9 Feb /16

21st century customers

21st century customers - EVS Translations
21st century customers – EVS Translations

When you walk through the doors of any shop, supermarket or restaurant in Japan, you are guaranteed to be greeted by staff calling irrashaimase! which means ‘welcome’. As you leave arigatou gozaimasu or, ‘thank you’, will echo in your ear and the sales assistant might even walk you to the door, ready to hand over your purchase. Japan’s level of customer service is impeccable and probably unmatched by any other nation. Even your McDonald’s cheeseburger comes with a McBow. Though it might feel slightly alien at first (at least, to a Brit), the level of attentiveness paid to customers is admirable and you might even take it a little for granted after a while in the country.

Of course, what we’re talking about here is traditional customer service.

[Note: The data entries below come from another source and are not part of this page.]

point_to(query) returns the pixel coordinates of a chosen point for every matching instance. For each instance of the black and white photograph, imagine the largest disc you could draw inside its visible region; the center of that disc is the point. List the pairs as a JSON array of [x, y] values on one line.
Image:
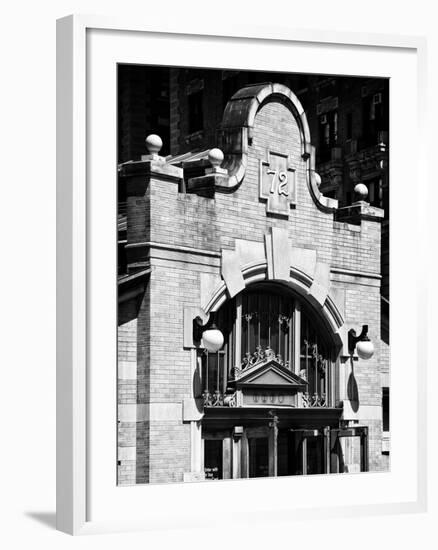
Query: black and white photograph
[[253, 274]]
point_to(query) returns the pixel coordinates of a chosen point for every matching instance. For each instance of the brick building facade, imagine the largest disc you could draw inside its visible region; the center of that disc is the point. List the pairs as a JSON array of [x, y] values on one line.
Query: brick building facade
[[250, 240]]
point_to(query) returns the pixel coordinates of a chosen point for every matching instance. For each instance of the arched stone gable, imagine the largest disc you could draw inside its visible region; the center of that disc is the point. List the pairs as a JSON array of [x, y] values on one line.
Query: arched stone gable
[[237, 133]]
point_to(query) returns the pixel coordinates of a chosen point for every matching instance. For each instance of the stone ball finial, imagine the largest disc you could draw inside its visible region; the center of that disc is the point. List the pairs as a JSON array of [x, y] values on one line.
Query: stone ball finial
[[154, 144], [361, 191], [215, 157]]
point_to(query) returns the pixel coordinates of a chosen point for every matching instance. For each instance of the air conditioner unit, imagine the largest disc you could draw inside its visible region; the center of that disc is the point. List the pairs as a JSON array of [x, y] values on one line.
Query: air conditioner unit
[[377, 98]]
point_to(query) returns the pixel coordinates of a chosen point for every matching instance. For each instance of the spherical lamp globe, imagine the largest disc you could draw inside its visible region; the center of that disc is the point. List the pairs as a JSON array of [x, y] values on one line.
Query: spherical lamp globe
[[212, 339]]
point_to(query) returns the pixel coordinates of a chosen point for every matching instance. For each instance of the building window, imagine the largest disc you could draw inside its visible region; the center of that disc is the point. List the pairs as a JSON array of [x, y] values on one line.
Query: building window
[[349, 126], [264, 321], [213, 458], [375, 118], [375, 192], [328, 134], [385, 409], [196, 111]]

The traditional customer walks into the store, buys the product and enjoys friendly assistance from the staff in the process. In the past decade, however, the concept of the customer has changed significantly. Now, customers want to collaborate on product design, they discuss products across social media channels, even influencing decisions at a corporate level in the process (consider how The GAP was not able to change its logo after customers took to social media with fury at the new design). And what about a company’s ‘brand power’? Barbara Kahn, Professor of Marketing at the University of Pennsylvania puts it in no uncertain terms: the real definition of your brand is whatever the customer thinks it is.

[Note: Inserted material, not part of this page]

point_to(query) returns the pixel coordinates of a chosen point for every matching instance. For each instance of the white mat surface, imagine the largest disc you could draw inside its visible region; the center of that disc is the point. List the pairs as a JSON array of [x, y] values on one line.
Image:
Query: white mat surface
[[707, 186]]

Customers are becoming increasingly engaged with brands and clear about what they expect from a product. It’s no longer enough to walk your customer to the doorway, hand over their purchase and say ‘thank you’—customers want to take that product off the shelf and change its design; make it their own. Customisation, customer engagement and customer value have become a critical element to gaining competitive advantage. This is not only true of the retail sector, but the manufacturing sector, which is also experiencing the growing trend of ‘servitization’—the move away from a focus on production to the integration of products and technology-lead service offerings that create customer value and, ultimately, drive competitive advantage.

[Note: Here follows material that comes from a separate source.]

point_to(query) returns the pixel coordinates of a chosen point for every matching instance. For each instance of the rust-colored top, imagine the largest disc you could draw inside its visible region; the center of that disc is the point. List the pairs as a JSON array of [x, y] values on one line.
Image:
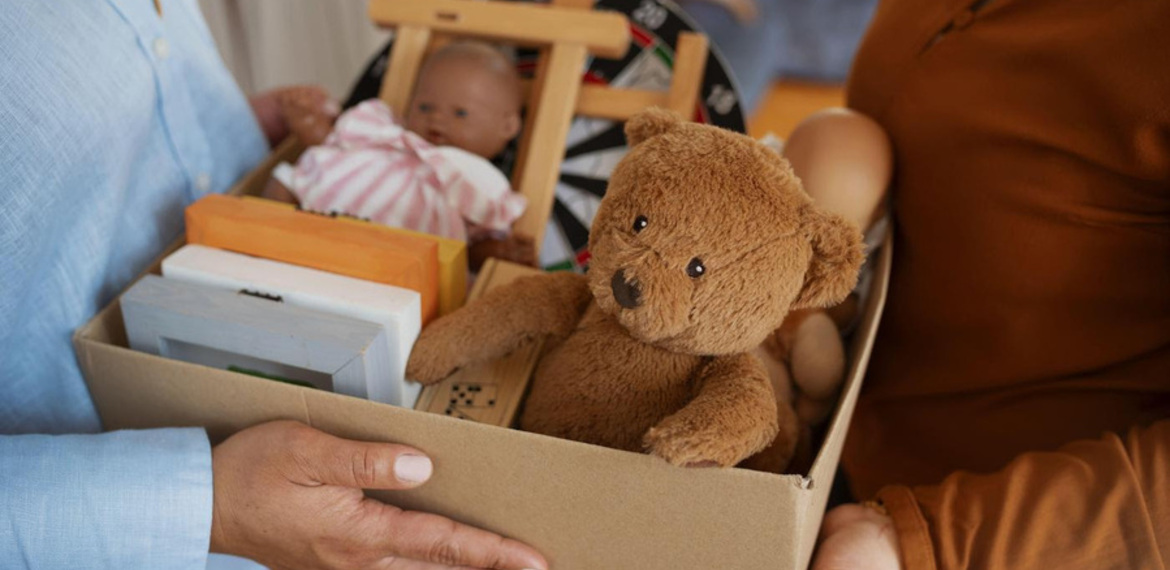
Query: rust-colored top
[[1030, 301]]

Businesses looking to grow through exporting are also faced with a new category of customer—the global customer who has one particular demand: I’m interested in your product, but I’d prefer to buy from you in my own language. Providing information where it is needed in the relevant target language is a strategy to create a smoother and more intimate customer experience. Barclay’s Bank posts the following advice on its website for potential exporters: “Because people are more likely to buy online in their own language, you should translate your website into the local language of your target countries. This will also help them find you online, because they’ll be searching in their own language”. This is by no means an easy feat for the would-be exporter; nevertheless, the customer has spoken.

It’s here, then, that the 21st century customer has even had a hand in shaping the language services sector. The days of simple text translations in Word documents have given way to a huge demand in the market for multilingual websites and delivering a multilingual, localised brand message to global customers. There is language-specific SEO and multilingual product brochures, as well as video content. Global customers want the experience in their own language, and the language services sector has grown and evolved to help businesses answer this call.

The 21st century customer has higher expectations than ever before; competition on price and the pressure for differentiation, in turn, is driving the need to create greater customer value. But businesses can use these phenomena to their advantage and those that are able to deliver on customer experience and customer value might find themselves ahead of the competition—at least for now.